Bug 825375

Summary: dbus-related crash in rgmanager
Product: Red Hat Enterprise Linux 6 Reporter: Ryan McCabe <rmccabe>
Component: rgmanagerAssignee: Ryan McCabe <rmccabe>
Status: CLOSED ERRATA QA Contact: Cluster QE <mspqa-list>
Severity: high Docs Contact:
Priority: high    
Version: 6.3CC: cluster-maint, jruemker, mjuricek, pmoravec
Target Milestone: rc   
Target Release: ---   
Hardware: Unspecified   
OS: Unspecified   
Whiteboard:
Fixed In Version: rgmanager-3.0.12.1-13.el6 Doc Type: Bug Fix
Doc Text:
Story Points: ---
Clone Of: Environment:
Last Closed: 2013-02-21 10:18:16 UTC Type: Bug
Regression: --- Mount Type: ---
Documentation: --- CRM:
Verified Versions: Category: ---
oVirt Team: --- RHEL 7.3 requirements from Atomic Host:
Cloudforms Team: --- Target Upstream Version:
Embargoed:
Attachments:
Description Flags
fix none

Description Ryan McCabe 2012-05-25 20:16:03 UTC
When running rgmanager without the -q flag (the default), rgmanager can crash inside dbus library functions as a result of unlocked access to internal dbus data structures from different rgmanager threads.
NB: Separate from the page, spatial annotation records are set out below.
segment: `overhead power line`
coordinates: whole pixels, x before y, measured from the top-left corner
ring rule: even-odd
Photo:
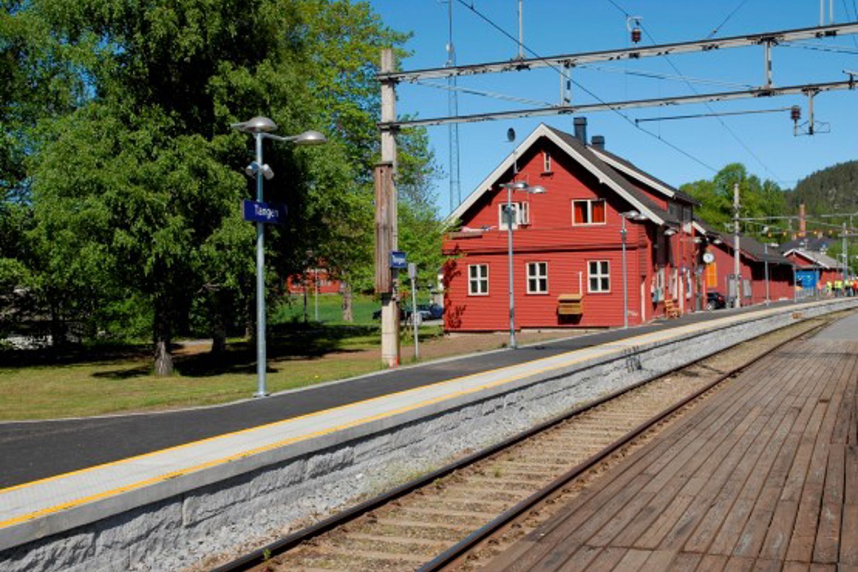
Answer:
[[[501,27],[500,26],[498,26],[497,23],[495,23],[490,18],[488,18],[487,16],[486,16],[485,15],[483,15],[481,12],[480,12],[479,10],[477,10],[474,7],[473,4],[467,4],[464,2],[464,0],[458,0],[458,2],[462,5],[465,6],[468,9],[469,9],[473,13],[474,13],[480,18],[481,18],[483,21],[485,21],[486,23],[488,23],[492,27],[495,28],[496,30],[498,30],[502,34],[504,34],[505,36],[506,36],[507,38],[509,38],[512,41],[516,42],[517,44],[520,44],[518,39],[517,39],[514,36],[512,36],[510,33],[508,33],[503,27]],[[607,104],[604,99],[602,99],[601,98],[600,98],[598,95],[596,95],[595,93],[594,93],[592,91],[590,91],[589,89],[588,89],[587,87],[585,87],[583,85],[582,85],[578,81],[576,81],[575,80],[573,80],[567,73],[565,73],[565,71],[564,69],[559,68],[557,66],[557,64],[548,63],[545,58],[543,58],[541,56],[540,56],[539,54],[537,54],[535,51],[531,50],[529,46],[523,45],[523,48],[525,50],[528,51],[529,53],[532,54],[535,57],[535,61],[544,62],[546,63],[546,65],[547,65],[547,67],[552,68],[553,69],[554,69],[555,71],[557,71],[559,74],[560,74],[565,78],[566,78],[566,80],[568,80],[572,84],[574,84],[577,87],[578,87],[578,89],[583,91],[584,93],[586,93],[587,94],[589,94],[590,97],[592,97],[595,100],[599,101],[601,105],[605,105],[607,107],[607,109],[609,109],[610,111],[615,112],[617,115],[619,115],[623,119],[625,119],[626,122],[628,122],[628,123],[630,125],[631,125],[632,127],[634,127],[635,129],[639,129],[640,131],[643,131],[644,133],[646,133],[650,136],[657,139],[658,141],[662,141],[662,143],[664,143],[665,145],[667,145],[670,148],[674,149],[674,151],[677,151],[678,153],[680,153],[682,155],[685,155],[686,157],[687,157],[687,158],[691,159],[692,160],[697,162],[698,164],[701,165],[702,166],[709,169],[712,172],[717,172],[717,169],[714,168],[710,165],[706,164],[703,160],[698,159],[697,157],[695,157],[694,155],[691,154],[690,153],[688,153],[685,149],[683,149],[683,148],[681,148],[674,145],[674,143],[671,143],[670,141],[667,141],[666,139],[663,139],[661,135],[656,135],[656,134],[653,133],[652,131],[649,131],[649,130],[644,129],[643,127],[641,127],[640,125],[637,125],[627,115],[625,115],[625,113],[619,111],[618,109],[615,109],[615,108],[612,107],[610,105],[610,104]],[[523,60],[519,60],[519,61],[522,62]]]
[[[752,115],[754,113],[779,113],[789,111],[791,107],[776,107],[775,109],[752,109],[744,111],[719,111],[716,113],[694,113],[693,115],[670,115],[662,117],[643,117],[636,118],[635,123],[643,123],[650,121],[671,121],[674,119],[698,119],[702,117],[724,117],[728,115]]]
[[[720,24],[718,24],[717,26],[716,26],[715,29],[713,29],[711,32],[709,33],[709,35],[706,36],[706,39],[710,39],[710,38],[714,38],[715,34],[718,33],[718,30],[720,30],[722,27],[723,27],[724,24],[726,24],[727,22],[728,22],[730,21],[730,18],[732,18],[734,15],[735,15],[736,12],[738,12],[739,10],[740,10],[742,9],[742,6],[744,6],[745,4],[746,4],[747,2],[748,2],[748,0],[742,0],[740,3],[739,3],[739,5],[736,6],[733,9],[732,12],[730,12],[729,14],[727,15],[727,17],[724,18],[723,21],[722,21]]]
[[[655,40],[655,39],[654,39],[654,38],[652,37],[652,35],[651,35],[651,34],[650,33],[650,31],[649,31],[649,30],[647,30],[647,29],[646,29],[645,27],[644,27],[644,25],[643,25],[643,24],[641,24],[641,29],[643,29],[643,30],[644,30],[644,33],[645,33],[645,34],[647,35],[647,38],[649,38],[649,39],[650,39],[650,42],[652,42],[652,44],[653,44],[653,45],[656,45],[656,40]],[[671,60],[671,59],[670,59],[669,57],[668,57],[668,56],[667,56],[667,55],[665,55],[665,56],[664,56],[664,59],[665,59],[665,61],[667,61],[667,62],[668,62],[668,64],[670,65],[670,67],[674,69],[674,71],[675,71],[675,72],[676,72],[677,74],[680,74],[680,75],[681,75],[681,74],[682,74],[682,72],[680,72],[680,69],[679,69],[678,67],[676,67],[676,64],[675,64],[675,63],[674,63],[674,62],[673,62],[673,61],[672,61],[672,60]],[[694,87],[694,86],[692,86],[692,84],[691,84],[690,82],[688,82],[688,81],[686,81],[686,85],[688,86],[688,88],[689,88],[689,89],[691,89],[691,90],[692,90],[692,93],[694,93],[695,95],[698,95],[698,94],[699,94],[699,93],[698,93],[698,90],[697,90],[697,89],[696,89],[696,88]],[[727,131],[727,132],[728,132],[728,134],[730,135],[730,136],[731,136],[731,137],[733,137],[733,139],[734,139],[734,141],[736,141],[737,143],[739,143],[739,145],[740,145],[740,146],[741,146],[741,148],[742,148],[743,149],[745,149],[745,151],[746,151],[746,152],[748,153],[748,154],[750,154],[750,155],[751,155],[752,157],[753,157],[753,158],[754,158],[754,160],[756,160],[756,161],[757,161],[758,163],[759,163],[759,164],[760,164],[760,166],[762,166],[762,167],[763,167],[763,168],[764,168],[764,169],[765,170],[765,172],[768,172],[768,173],[769,173],[770,175],[771,175],[772,177],[774,177],[776,180],[777,180],[777,181],[780,181],[780,180],[781,180],[781,179],[780,179],[780,178],[779,178],[779,177],[778,177],[777,175],[776,175],[776,174],[775,174],[774,172],[772,172],[771,169],[770,169],[770,168],[769,168],[769,166],[767,166],[767,165],[766,165],[765,163],[764,163],[764,162],[763,162],[763,160],[761,160],[761,159],[760,159],[760,158],[759,158],[759,157],[758,157],[758,156],[757,155],[757,154],[756,154],[756,153],[754,153],[754,152],[753,152],[753,151],[752,151],[752,150],[751,149],[751,148],[749,148],[749,147],[748,147],[747,145],[746,145],[746,144],[745,144],[745,141],[742,141],[742,140],[741,140],[741,139],[740,139],[740,138],[739,137],[739,135],[736,135],[736,133],[735,133],[735,132],[734,132],[734,130],[733,130],[732,129],[730,129],[730,127],[729,127],[729,126],[728,126],[728,124],[727,124],[726,123],[724,123],[724,120],[723,120],[723,119],[722,119],[722,118],[721,118],[720,117],[717,117],[716,115],[714,115],[714,114],[716,113],[716,111],[715,111],[715,110],[714,110],[714,109],[712,108],[712,106],[711,106],[710,105],[709,105],[709,103],[708,103],[708,102],[704,103],[704,105],[706,106],[706,109],[708,109],[708,110],[710,111],[710,112],[713,114],[713,116],[712,116],[712,117],[715,117],[715,119],[716,119],[716,121],[717,121],[717,122],[718,122],[719,123],[721,123],[721,126],[722,126],[722,128],[724,129],[724,130],[726,130],[726,131]]]
[[[468,9],[471,10],[471,12],[478,17],[489,23],[489,25],[492,27],[498,29],[505,36],[507,36],[508,38],[512,37],[511,34],[508,33],[499,26],[496,25],[476,8],[474,8],[469,3],[466,3],[465,0],[457,1],[462,6],[465,6]],[[538,68],[557,69],[557,66],[563,65],[578,66],[584,63],[595,63],[597,62],[610,62],[622,59],[640,59],[642,57],[656,57],[660,56],[670,56],[681,53],[697,53],[701,51],[710,51],[711,50],[724,50],[727,48],[759,45],[765,44],[766,42],[773,42],[777,45],[782,45],[785,42],[794,42],[801,39],[817,39],[819,38],[831,38],[854,33],[858,33],[858,22],[782,30],[779,32],[764,32],[762,33],[752,33],[728,38],[713,38],[710,39],[701,39],[691,42],[676,42],[673,44],[658,44],[650,46],[635,46],[633,48],[624,48],[620,50],[604,50],[601,51],[570,53],[559,56],[539,56],[524,59],[490,62],[487,63],[471,63],[444,68],[427,68],[425,69],[414,69],[412,71],[391,71],[378,74],[377,77],[381,81],[414,81],[416,80],[449,77],[450,75],[474,75],[504,71],[535,69]],[[518,39],[515,38],[515,41],[516,44],[517,44]],[[535,53],[529,49],[528,51],[531,54]]]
I've observed the following crash (and others similar to it):

process 26806: The last reference on a connection was dropped without closing the connection. This is a bug in an application. See dbus_connection_unref() documentation for details.
Most likely, the application was supposed to call dbus_connection_close(), since this is a private connection.
  D-Bus not built with -rdynamic so unable to print a backtrace
Aborted (core dumped)

(gdb) bt
#0  0x00007ff38ceed8a5 in raise () from /lib64/libc.so.6
#1  0x00007ff38ceef085 in abort () from /lib64/libc.so.6
#2  0x00007ff38d47f975 in _dbus_abort () at dbus-sysdeps.c:88
#3  0x00007ff38d47b845 in _dbus_warn_check_failed (
    format=0x7ff38d484388 "The last reference on a connection was dropped without closing the connection. This is a bug in an application. See dbus_connection_unref() documentation for details.\n%s") at dbus-internals.c:283
#4  0x00007ff38d465c62 in _dbus_connection_read_write_dispatch (
    connection=0xe573a0, timeout_milliseconds=500, 
    dispatch=<value optimized out>) at dbus-connection.c:3512
#5  0x000000000041b261 in ?? ()
#6  0x00007ff38d8a1851 in start_thread (arg=0x7ff38bea3700)
    at pthread_create.c:301
#7  0x00007ff38cfa267d in clone () from /lib64/libc.so.6

The can be reproduced by repeatedly relocating and restarting services. I was able to reproduce it fairly reliably (albeit after a couple hours in some cases) by using the following configuration snippet:
	<rm>
		<service name="a"/>
		<service name="b"/>
	</rm>

and running the following commands at the same time on two nodes:
 while [ 1 ] ; do clusvcadm -r a ; done
 while [ 1 ] ; do clusvcadm -R a ; done
 while [ 1 ] ; do clusvcadm -r b ; done
 while [ 1 ] ; do clusvcadm -R b ; done

Comment 1 Ryan McCabe 2012-05-25 20:17:58 UTC
Created attachment 586943 [details]
fix

Comment 6 errata-xmlrpc 2013-02-21 10:18:16 UTC
Since the problem described in this bug report should be
resolved in a recent advisory, it has been closed with a
resolution of ERRATA.

For information on the advisory, and where to find the updated
files, follow the link below.

If the solution does not work for you, open a new bug report.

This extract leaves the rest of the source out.